Montag, 22. März 2010

Geheime Schatten-Technik: Software-Entwicklung

(Update: Jetzt auch mit Bildern)
Nach dem ich in einem früheren Eintrag geschrieben habe, dass ich nicht so genau weiß, was ich eigentlich arbeite, werde ich immer wieder gefragt, ob ich denn mittlerweile wisse, was ich so arbeite.
Um das zu beantworten: ja mittlerweile weiß ich was ich so arbeite. Danke für euer Interesse.

Um der Frage zuvorzukommen, WAS ich denn so arbeite, hier die ganze Story:

In unserem Labor haben wir eine große Display-Wand, etwa 2 Meter hoch und 4 Meter lang.

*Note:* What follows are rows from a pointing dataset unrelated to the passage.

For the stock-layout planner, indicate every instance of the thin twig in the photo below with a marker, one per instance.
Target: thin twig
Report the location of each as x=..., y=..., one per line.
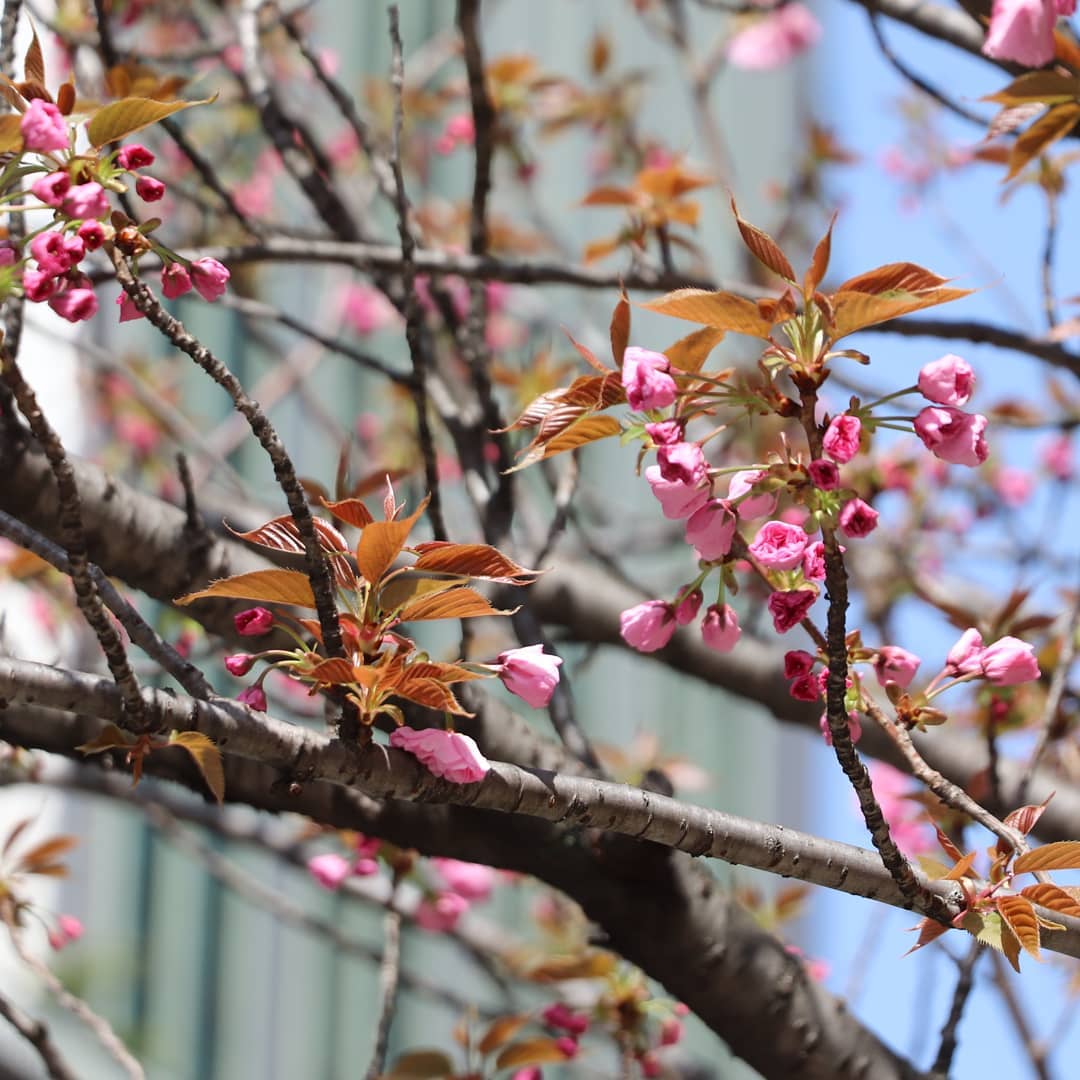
x=946, y=1049
x=98, y=1025
x=36, y=1033
x=414, y=316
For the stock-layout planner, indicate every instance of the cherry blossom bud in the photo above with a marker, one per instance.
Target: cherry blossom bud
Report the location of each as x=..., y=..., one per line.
x=894, y=664
x=646, y=380
x=329, y=871
x=947, y=381
x=858, y=518
x=647, y=626
x=711, y=529
x=686, y=611
x=840, y=441
x=447, y=754
x=790, y=609
x=135, y=156
x=253, y=622
x=719, y=629
x=239, y=663
x=43, y=127
x=1009, y=661
x=529, y=673
x=952, y=435
x=210, y=278
x=779, y=545
x=966, y=656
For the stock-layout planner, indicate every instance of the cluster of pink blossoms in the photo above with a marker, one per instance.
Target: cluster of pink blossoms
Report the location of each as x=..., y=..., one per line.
x=683, y=483
x=80, y=228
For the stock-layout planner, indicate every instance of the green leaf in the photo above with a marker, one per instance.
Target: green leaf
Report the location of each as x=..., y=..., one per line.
x=120, y=119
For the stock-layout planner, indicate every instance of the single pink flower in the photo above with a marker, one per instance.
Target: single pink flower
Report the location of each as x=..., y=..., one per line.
x=840, y=441
x=858, y=518
x=43, y=127
x=966, y=656
x=894, y=664
x=676, y=500
x=329, y=871
x=719, y=629
x=471, y=880
x=441, y=913
x=756, y=505
x=646, y=380
x=823, y=474
x=779, y=545
x=51, y=189
x=149, y=190
x=255, y=697
x=1022, y=30
x=239, y=663
x=85, y=201
x=952, y=435
x=647, y=626
x=711, y=528
x=790, y=609
x=134, y=156
x=530, y=673
x=75, y=305
x=253, y=622
x=447, y=754
x=947, y=381
x=210, y=278
x=774, y=39
x=1009, y=661
x=683, y=463
x=687, y=609
x=175, y=281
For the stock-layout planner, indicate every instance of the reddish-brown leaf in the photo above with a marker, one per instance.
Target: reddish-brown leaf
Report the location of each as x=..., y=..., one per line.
x=1020, y=917
x=381, y=542
x=1052, y=896
x=1063, y=855
x=454, y=604
x=272, y=586
x=472, y=561
x=723, y=310
x=207, y=758
x=764, y=247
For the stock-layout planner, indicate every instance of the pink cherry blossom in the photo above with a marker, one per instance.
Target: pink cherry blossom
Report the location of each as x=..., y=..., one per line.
x=471, y=880
x=966, y=656
x=210, y=278
x=676, y=500
x=447, y=754
x=779, y=545
x=646, y=380
x=952, y=435
x=683, y=463
x=711, y=528
x=756, y=505
x=894, y=664
x=774, y=39
x=253, y=622
x=719, y=629
x=790, y=609
x=840, y=441
x=647, y=626
x=1009, y=661
x=529, y=673
x=947, y=381
x=858, y=518
x=441, y=913
x=43, y=127
x=329, y=871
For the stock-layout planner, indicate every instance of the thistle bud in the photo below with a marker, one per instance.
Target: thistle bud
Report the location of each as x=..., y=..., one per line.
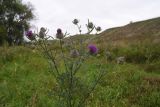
x=31, y=36
x=98, y=29
x=74, y=53
x=59, y=34
x=75, y=21
x=42, y=33
x=90, y=25
x=43, y=29
x=92, y=49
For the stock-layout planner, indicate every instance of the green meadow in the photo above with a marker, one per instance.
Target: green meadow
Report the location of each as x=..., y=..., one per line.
x=26, y=80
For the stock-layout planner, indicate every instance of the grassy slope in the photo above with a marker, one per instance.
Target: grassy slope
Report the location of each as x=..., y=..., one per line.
x=25, y=80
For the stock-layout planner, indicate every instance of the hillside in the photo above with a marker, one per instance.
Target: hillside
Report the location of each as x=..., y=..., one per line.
x=133, y=31
x=27, y=80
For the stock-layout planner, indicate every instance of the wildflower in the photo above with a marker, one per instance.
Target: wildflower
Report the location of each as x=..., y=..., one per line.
x=59, y=34
x=75, y=21
x=74, y=53
x=90, y=25
x=98, y=29
x=30, y=35
x=93, y=49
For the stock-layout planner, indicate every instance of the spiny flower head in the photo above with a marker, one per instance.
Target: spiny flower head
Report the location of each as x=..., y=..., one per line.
x=59, y=34
x=93, y=49
x=75, y=21
x=74, y=53
x=98, y=29
x=90, y=25
x=30, y=35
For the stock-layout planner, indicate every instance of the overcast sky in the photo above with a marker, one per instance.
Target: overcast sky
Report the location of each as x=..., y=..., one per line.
x=55, y=14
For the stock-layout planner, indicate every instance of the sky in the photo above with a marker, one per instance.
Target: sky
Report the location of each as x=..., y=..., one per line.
x=53, y=14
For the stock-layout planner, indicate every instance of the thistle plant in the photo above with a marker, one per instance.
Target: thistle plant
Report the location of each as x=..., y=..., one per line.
x=70, y=89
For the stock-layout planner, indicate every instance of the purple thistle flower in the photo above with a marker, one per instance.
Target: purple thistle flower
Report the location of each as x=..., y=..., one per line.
x=29, y=34
x=93, y=49
x=59, y=34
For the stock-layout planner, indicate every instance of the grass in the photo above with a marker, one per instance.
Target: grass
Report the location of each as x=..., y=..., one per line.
x=25, y=80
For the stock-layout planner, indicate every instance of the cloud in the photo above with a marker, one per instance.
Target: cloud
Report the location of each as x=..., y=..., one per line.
x=55, y=14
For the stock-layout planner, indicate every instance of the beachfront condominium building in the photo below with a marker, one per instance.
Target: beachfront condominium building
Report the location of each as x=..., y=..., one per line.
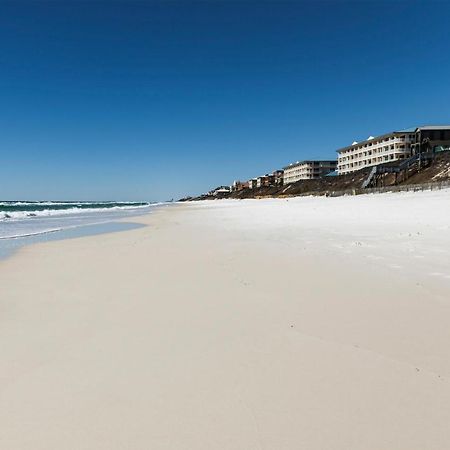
x=375, y=150
x=307, y=170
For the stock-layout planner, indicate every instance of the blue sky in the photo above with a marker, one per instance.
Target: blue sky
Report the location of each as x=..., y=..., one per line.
x=154, y=100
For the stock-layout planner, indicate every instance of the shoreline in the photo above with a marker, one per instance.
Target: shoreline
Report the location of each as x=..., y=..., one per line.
x=228, y=325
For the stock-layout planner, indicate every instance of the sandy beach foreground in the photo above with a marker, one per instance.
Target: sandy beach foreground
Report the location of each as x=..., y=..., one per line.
x=309, y=323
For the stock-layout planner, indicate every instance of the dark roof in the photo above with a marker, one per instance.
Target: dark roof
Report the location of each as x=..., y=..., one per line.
x=299, y=163
x=434, y=127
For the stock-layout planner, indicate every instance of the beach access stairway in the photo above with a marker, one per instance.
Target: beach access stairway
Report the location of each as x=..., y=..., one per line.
x=400, y=167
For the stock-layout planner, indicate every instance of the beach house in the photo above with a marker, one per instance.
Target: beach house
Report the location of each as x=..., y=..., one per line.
x=307, y=170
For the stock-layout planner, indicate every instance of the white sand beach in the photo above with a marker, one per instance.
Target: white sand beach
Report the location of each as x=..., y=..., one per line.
x=286, y=324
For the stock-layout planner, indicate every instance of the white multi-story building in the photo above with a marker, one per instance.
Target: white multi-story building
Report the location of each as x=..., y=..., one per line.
x=375, y=150
x=307, y=170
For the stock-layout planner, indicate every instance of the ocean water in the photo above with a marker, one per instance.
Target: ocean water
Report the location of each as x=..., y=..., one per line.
x=22, y=222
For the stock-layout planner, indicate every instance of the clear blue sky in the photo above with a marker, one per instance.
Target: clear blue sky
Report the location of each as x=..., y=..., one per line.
x=154, y=100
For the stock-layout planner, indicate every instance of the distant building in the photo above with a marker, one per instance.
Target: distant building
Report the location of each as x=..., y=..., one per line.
x=278, y=177
x=239, y=186
x=220, y=190
x=265, y=180
x=375, y=150
x=393, y=147
x=307, y=170
x=433, y=138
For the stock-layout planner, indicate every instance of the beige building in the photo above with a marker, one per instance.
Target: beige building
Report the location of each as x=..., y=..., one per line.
x=375, y=150
x=307, y=170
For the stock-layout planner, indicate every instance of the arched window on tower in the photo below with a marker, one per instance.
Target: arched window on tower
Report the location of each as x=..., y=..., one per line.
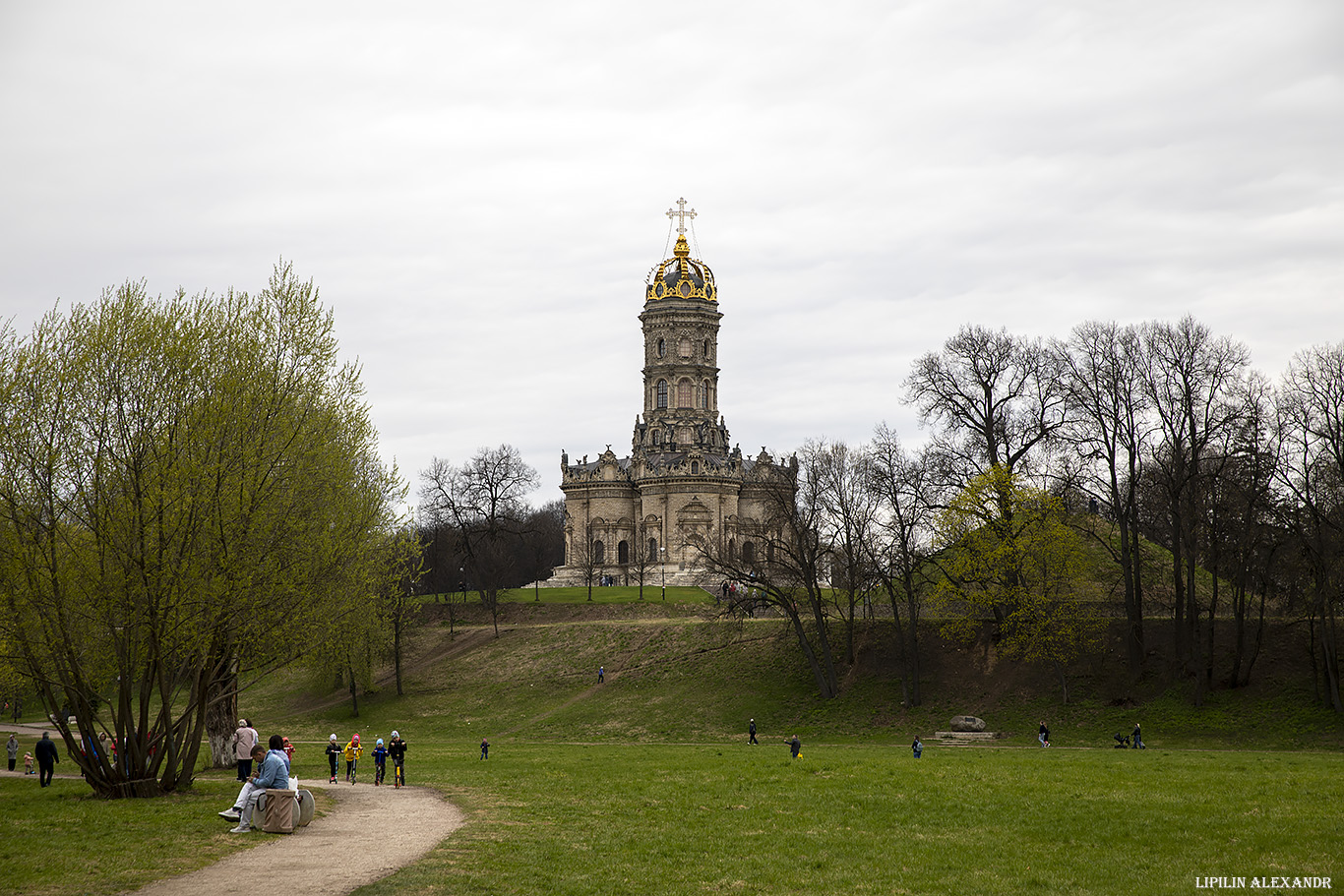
x=683, y=392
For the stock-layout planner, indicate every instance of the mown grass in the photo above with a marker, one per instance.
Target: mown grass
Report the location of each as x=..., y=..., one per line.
x=645, y=783
x=632, y=819
x=62, y=841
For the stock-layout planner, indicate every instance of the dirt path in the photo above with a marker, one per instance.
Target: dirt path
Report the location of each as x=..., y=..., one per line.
x=318, y=860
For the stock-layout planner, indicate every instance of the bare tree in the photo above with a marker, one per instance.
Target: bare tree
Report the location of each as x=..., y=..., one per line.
x=845, y=524
x=788, y=572
x=1190, y=379
x=907, y=496
x=1109, y=429
x=483, y=500
x=1311, y=426
x=994, y=396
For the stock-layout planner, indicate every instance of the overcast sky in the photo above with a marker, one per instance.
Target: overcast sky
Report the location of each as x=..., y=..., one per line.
x=478, y=190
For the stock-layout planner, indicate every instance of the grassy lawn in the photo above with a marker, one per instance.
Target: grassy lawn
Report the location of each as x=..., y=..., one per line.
x=856, y=818
x=63, y=841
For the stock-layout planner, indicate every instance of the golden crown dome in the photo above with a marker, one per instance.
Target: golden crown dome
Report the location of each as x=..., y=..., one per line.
x=682, y=277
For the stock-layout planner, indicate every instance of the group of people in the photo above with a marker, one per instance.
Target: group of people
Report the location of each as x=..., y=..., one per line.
x=272, y=773
x=46, y=756
x=353, y=751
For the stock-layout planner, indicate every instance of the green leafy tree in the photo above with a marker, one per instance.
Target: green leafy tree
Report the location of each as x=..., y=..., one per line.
x=186, y=485
x=1021, y=568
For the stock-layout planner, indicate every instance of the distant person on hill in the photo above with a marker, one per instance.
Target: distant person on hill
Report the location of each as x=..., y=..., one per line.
x=47, y=759
x=333, y=756
x=397, y=749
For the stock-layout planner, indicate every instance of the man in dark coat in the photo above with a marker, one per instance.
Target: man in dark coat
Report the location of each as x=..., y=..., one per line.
x=47, y=759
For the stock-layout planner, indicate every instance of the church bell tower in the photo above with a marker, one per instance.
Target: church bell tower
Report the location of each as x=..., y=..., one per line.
x=680, y=323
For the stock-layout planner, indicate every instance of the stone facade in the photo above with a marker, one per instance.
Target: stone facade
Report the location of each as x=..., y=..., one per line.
x=682, y=487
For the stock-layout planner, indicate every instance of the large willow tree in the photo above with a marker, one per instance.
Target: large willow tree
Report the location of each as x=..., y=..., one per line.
x=190, y=496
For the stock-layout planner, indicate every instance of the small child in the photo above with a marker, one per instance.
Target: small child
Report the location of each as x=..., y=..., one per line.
x=379, y=762
x=333, y=755
x=352, y=752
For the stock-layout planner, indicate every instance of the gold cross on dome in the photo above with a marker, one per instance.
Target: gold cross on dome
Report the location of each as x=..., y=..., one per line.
x=682, y=213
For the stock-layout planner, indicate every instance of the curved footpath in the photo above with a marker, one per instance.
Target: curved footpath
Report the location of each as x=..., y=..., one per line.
x=318, y=859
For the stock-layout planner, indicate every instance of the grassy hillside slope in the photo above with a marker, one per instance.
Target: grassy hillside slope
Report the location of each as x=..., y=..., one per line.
x=676, y=672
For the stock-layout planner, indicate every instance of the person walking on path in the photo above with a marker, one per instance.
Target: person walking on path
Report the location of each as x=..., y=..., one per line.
x=47, y=759
x=333, y=756
x=245, y=739
x=353, y=749
x=397, y=749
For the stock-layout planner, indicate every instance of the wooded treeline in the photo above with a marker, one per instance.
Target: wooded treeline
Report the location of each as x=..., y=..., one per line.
x=1123, y=436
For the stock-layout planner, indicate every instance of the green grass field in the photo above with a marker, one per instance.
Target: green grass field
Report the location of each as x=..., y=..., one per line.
x=645, y=785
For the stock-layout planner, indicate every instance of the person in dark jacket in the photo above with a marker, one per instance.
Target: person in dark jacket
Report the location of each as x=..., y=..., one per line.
x=47, y=759
x=397, y=752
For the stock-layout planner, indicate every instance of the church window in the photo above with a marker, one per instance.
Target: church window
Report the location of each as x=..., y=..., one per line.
x=683, y=393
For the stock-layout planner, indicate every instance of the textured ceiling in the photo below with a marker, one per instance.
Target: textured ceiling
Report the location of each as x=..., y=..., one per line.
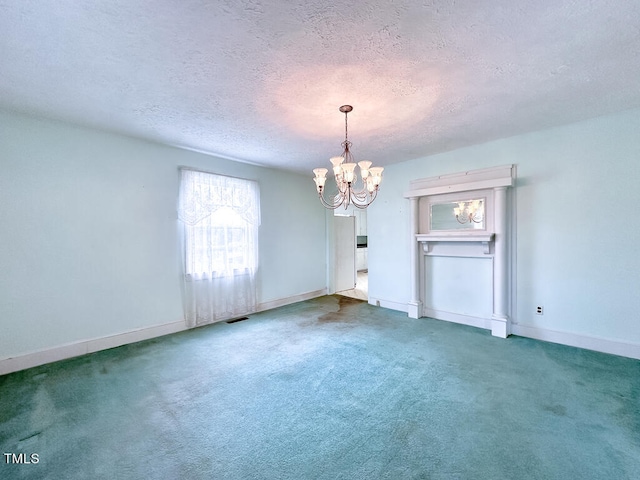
x=261, y=81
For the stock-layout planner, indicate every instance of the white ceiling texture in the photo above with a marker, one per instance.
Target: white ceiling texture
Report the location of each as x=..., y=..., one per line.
x=261, y=81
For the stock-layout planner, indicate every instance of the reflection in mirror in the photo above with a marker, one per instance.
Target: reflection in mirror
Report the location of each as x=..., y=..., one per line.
x=458, y=215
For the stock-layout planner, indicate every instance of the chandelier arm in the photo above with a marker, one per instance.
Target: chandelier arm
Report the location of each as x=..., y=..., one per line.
x=363, y=202
x=334, y=205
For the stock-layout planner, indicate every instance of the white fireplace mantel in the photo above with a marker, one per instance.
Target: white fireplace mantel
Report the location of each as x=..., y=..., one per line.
x=495, y=181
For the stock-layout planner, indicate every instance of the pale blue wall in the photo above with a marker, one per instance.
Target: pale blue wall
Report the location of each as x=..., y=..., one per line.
x=88, y=233
x=577, y=233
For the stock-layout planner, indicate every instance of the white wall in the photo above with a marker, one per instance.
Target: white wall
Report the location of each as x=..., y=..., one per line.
x=89, y=234
x=577, y=236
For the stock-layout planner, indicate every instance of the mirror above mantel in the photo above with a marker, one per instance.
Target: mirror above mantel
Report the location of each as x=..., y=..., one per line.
x=459, y=215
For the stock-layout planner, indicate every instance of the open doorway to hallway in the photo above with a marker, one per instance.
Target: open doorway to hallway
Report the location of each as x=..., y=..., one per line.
x=360, y=242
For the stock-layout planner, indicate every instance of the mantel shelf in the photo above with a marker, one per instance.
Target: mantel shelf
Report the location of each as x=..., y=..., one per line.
x=455, y=237
x=427, y=238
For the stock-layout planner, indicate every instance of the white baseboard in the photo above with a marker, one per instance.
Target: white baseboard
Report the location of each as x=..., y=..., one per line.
x=34, y=359
x=470, y=320
x=281, y=302
x=614, y=347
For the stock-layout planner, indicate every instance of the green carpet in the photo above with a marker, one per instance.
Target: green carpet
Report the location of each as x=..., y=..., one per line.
x=331, y=388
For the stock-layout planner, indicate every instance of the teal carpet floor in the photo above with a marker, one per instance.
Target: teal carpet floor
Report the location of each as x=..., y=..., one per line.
x=331, y=388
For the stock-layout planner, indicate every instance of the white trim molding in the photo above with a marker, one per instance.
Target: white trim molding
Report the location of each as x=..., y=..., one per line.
x=76, y=349
x=604, y=345
x=490, y=241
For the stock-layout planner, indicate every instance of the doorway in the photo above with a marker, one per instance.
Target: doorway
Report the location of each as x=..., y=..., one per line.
x=351, y=235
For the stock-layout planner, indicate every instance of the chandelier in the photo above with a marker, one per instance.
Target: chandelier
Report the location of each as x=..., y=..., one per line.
x=344, y=171
x=469, y=212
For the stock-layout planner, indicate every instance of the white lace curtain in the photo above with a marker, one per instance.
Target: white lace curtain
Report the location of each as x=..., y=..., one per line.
x=221, y=216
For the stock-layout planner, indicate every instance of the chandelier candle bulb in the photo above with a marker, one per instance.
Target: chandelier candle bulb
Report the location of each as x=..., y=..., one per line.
x=344, y=171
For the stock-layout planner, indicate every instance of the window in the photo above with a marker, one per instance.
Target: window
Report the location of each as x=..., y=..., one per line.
x=221, y=218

Diese funktioniert durch Rückprojektion auf Milchglas-Scheiben und ist mit einem Berührungssensor ausgestattet, der wiederum mit Infrarot Sensoren auf der Vorderseite arbeitet.
Für dieses Set-Up soll ich nun eine Mal-Applikation entwickeln, sodass man wie auf einer echten Wand mit Händen, Füßen oder übergroßen Pinseln malen kann.



Die Display-Wand mit laufendem Prototypen - in der Spiegelung kann man die Einrichtung erkennen.



Wer glaubt dass das jetzt der spannende und lustige Teil an der Sache ist irrt.
Das Spannende und Lustige daran ist, dass natürlich alles auf japanisch ist.

Das fängt schon bei der Tastatur an - die sieht nicht nur lustig aus, sondern hat auch die meisten Sonderzeichen nicht auf den Tasten, auf denen sie abgebildet sind. Ein Backslash habe ich überhaupt noch nicht finden können.

(Nein, die Taste mit dem Backslash darauf setzt natürlich kein Backslash.
Das macht das Programmieren ... ähm... fordernd- vor allem in der Symbol-Verliebten Sprache C++ (hier nach örtlichem Sprachgebrauch Shi++ genannt - wer jetzt gelacht hat bekommt einen Stockhieb für jedes mal, als er die Sprache gut-teutsch "Tseh++" genannt hat.)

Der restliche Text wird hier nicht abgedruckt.